GIVERS are the kind of band that could get away with throwing confetti around at their live show. And probably have. I wouldn’t know as I’ve never seen them. But you only need to step a few minutes into their hungry debut In Light to see the Louisiana prog-pop group was designed to be playing to a crowd willing to throw their reverently exuberant energy back at them in equal measure. I can only imagine what that looks like. The group conjures easy comparisons to Vampire Weekend and Architecture of Helsinki, channeling a bit of Jamaican and West African pop, but GIVERS compress their singular blinding emotional catharsis into a firebomb of pop that often hits the ceiling with spurts of punk intensity. They’re not want for an identity, though their electronic leanings, dew sparkling synths, chittery percussion, boy-girl vocal harmonies, and plucky telecaster are anything but unfamiliar in this day and age. Regardless, GIVERS etch a palpable charisma across their breathless debut that’s more than a little enjoyable to latch onto for 51 minutes.

Those familiar with GIVERS’ 2010 eponymous EP will recognize four of the cuts on In Light, starting with opener and single “Up Up Up” (which has to be an anthem for something somewhere, right?). Yet GIVERS have completely reworked and re-recorded the comparably economic and live-sounding tracks, some of which might have dragged here and there. On In Light they’re given the benefit of studio meat, expanding their reach and slapping a whole lot more bottom beneath the biting fuzz and thumping drums. The group also manages to throw in a few more tempo changes, rerouting some of the drum work toward the more complex to make their crescendos land harder. By the time you get to the 2/4 high on “Up Up Up” following its gleeful allusions toward buoyancy, you’ve managed to obtain a taste of bodiless ascension and your smile probably hurts.

A few tracks do pack a few more directions than is arguably needed.

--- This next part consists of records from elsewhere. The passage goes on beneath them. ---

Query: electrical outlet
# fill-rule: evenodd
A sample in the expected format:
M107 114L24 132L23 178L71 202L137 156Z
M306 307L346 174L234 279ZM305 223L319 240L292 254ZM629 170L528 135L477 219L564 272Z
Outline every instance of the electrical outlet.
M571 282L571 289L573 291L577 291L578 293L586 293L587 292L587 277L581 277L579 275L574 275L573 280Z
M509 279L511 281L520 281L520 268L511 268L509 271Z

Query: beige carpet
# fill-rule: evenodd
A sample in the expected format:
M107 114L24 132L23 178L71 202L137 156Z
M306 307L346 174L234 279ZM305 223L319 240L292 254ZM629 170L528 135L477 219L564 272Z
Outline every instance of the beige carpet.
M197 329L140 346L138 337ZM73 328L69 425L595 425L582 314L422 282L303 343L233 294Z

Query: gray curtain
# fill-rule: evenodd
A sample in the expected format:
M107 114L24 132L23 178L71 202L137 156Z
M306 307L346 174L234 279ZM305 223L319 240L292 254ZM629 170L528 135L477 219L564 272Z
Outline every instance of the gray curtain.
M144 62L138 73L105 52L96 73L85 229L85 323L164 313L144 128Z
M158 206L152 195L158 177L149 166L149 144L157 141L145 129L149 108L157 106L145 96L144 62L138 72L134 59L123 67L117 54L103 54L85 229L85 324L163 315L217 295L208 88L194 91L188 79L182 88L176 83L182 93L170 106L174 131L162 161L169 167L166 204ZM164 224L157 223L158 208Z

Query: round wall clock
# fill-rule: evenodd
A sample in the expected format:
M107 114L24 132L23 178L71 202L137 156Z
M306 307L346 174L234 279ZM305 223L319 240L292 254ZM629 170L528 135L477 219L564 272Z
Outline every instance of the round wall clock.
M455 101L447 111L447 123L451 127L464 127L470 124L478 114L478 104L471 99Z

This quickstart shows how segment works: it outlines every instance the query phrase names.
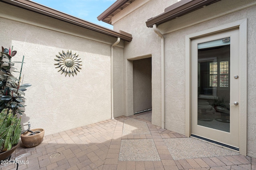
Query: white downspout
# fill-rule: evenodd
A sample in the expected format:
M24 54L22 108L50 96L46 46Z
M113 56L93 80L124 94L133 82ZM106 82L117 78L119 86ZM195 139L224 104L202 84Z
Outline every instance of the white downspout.
M155 24L153 29L156 33L161 38L161 93L162 101L162 128L165 127L165 99L164 97L165 88L165 67L164 67L164 37L158 30Z
M114 47L120 42L120 37L117 38L116 41L111 45L111 119L114 117Z

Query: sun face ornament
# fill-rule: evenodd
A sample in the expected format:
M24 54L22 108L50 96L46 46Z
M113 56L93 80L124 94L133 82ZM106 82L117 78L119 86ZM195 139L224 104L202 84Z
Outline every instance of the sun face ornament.
M58 65L58 66L56 68L60 68L58 72L61 71L61 74L65 73L65 76L68 74L68 76L70 76L70 75L74 76L74 73L76 75L77 71L80 72L79 69L82 69L80 67L82 66L80 63L82 62L80 60L81 58L78 58L78 55L76 55L76 53L74 54L72 54L71 50L69 51L68 50L65 53L62 50L62 53L59 52L60 56L56 55L58 59L54 59L54 60L58 62L57 63L54 64L54 65Z

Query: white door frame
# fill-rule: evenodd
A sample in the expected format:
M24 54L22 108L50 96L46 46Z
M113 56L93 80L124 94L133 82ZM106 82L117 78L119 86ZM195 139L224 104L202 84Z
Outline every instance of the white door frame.
M239 29L239 152L246 155L247 145L247 19L198 32L186 36L186 136L191 134L191 41L193 39L235 28Z

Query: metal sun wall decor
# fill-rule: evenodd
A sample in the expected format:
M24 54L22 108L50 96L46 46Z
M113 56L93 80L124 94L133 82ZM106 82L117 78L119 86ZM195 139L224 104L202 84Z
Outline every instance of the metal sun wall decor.
M74 73L76 75L77 71L80 72L79 69L82 69L80 67L80 66L82 64L80 64L82 62L80 60L81 58L78 58L78 55L76 55L76 53L74 54L72 54L71 50L69 51L68 50L65 53L62 50L62 53L59 52L59 54L60 56L56 55L57 59L54 59L54 60L58 62L57 63L54 64L54 65L58 65L58 66L55 68L60 68L60 70L58 72L60 71L61 74L65 72L65 76L68 74L68 76L70 76L70 75L74 76Z

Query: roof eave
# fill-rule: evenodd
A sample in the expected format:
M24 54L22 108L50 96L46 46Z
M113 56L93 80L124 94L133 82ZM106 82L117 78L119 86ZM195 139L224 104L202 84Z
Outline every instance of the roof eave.
M153 27L192 12L221 0L182 0L166 8L164 13L146 21L147 27Z
M121 39L131 41L132 35L118 33L113 30L67 14L53 9L28 0L0 0L0 1L30 10L43 15L57 19L77 25L90 29L115 37L120 37Z

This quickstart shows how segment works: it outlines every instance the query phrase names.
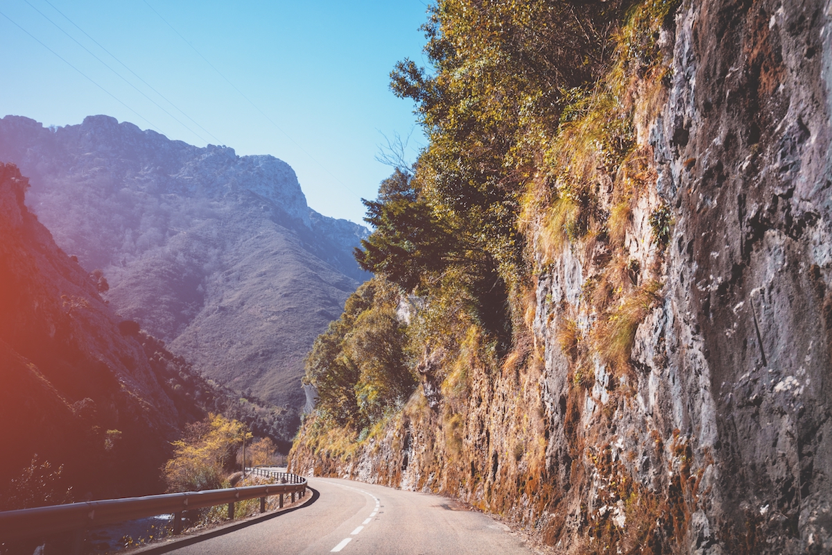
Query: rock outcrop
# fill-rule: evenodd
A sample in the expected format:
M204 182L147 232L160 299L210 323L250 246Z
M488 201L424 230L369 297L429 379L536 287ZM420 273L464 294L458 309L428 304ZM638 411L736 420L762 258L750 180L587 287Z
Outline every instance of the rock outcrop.
M37 454L63 465L76 498L161 492L168 442L194 407L177 406L88 272L27 209L27 186L0 165L0 488Z
M44 128L0 120L0 160L102 293L206 376L295 410L303 357L369 275L365 228L317 214L268 156L197 148L105 116Z
M557 553L832 553L832 7L687 1L657 43L631 295L597 310L603 241L537 242L526 359L433 354L380 431L301 436L294 468L453 494Z

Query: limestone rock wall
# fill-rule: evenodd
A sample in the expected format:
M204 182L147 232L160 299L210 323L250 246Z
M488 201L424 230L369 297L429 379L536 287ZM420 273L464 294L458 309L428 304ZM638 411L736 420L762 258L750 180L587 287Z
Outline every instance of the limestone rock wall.
M564 348L600 317L604 253L573 245L534 277L525 356L431 354L401 414L351 451L301 437L296 469L452 494L557 553L832 553L832 4L689 1L671 27L630 370Z

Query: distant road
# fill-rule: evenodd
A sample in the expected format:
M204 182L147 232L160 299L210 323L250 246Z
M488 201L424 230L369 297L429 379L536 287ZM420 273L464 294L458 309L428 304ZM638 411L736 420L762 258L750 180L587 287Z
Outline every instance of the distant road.
M531 555L509 528L446 498L313 478L308 507L169 553Z

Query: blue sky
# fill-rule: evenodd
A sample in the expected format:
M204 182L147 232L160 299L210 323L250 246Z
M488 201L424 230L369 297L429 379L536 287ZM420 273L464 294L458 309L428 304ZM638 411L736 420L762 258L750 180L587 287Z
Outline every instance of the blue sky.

Tempo and hook changes go by quickly enough to miss, though none really fall flat.  “Ripe” starts with a bit of plunking midtempo guitar and pastoral synth while the chopstick percussion is soon replaced by a chorus of hand claps over the stomping drum and bass. Things somehow alternate between a slow breakdown with skronking James Chance-ian guitars and a syncopated wind-down before we get to a bass-led melody change. There’s another percussive breakdown with yeahs and oohs, a build up, then we hit lightspeed and the stereo blows out. It doesn’t end there, but grabs a few more wordlessly screamed harmonies that could have been choruses before somehow concluding too soon. It’s not as self-consciously schizophrenic as the aforementioned Australian band, say, but it has the same sense of innocently over-eager curiosity fueling its momentum, keeping it from being exhausting.

It’s a fun record and it has no pretensions of being otherwise. The lyrics are mostly inconsequential and playful, as you might expect, delivered mostly in a quick trade-off style. The extremity of its instrumental pallet is some willowy flutes here and there. Its emotional passes might go beyond inspiring happiness and move more into demanding it. So do with that what you will. Still, its not all ecstatic prog-ed up potshots. GIVERS do find time to let their hair down. The seven and a half minute “Go Out All Night” is a languid organ-fueled moonlit affair that adversely takes its time before rising toward its steady slow motion apex. “Noche Nada” has the kind of climbing sing-along chorus that probably sounds real good blasting from a wall of speakers while the sun heads for the horizon. “Ceiling of Plankton” has some intermittent lullaby melodies before jumping into the best chorus on the album.

In Light is the kind of record in a long line of them from the past few years that might have killed if released mid-aughts. Yeah, some of the electronic and percussive flourishes might be a little tired in 2011, but GIVERS sell it with such wide-eyed abandon and indulgent wonder that it’s hard not to give in to the cacophonous stew of bursting pop euphoria.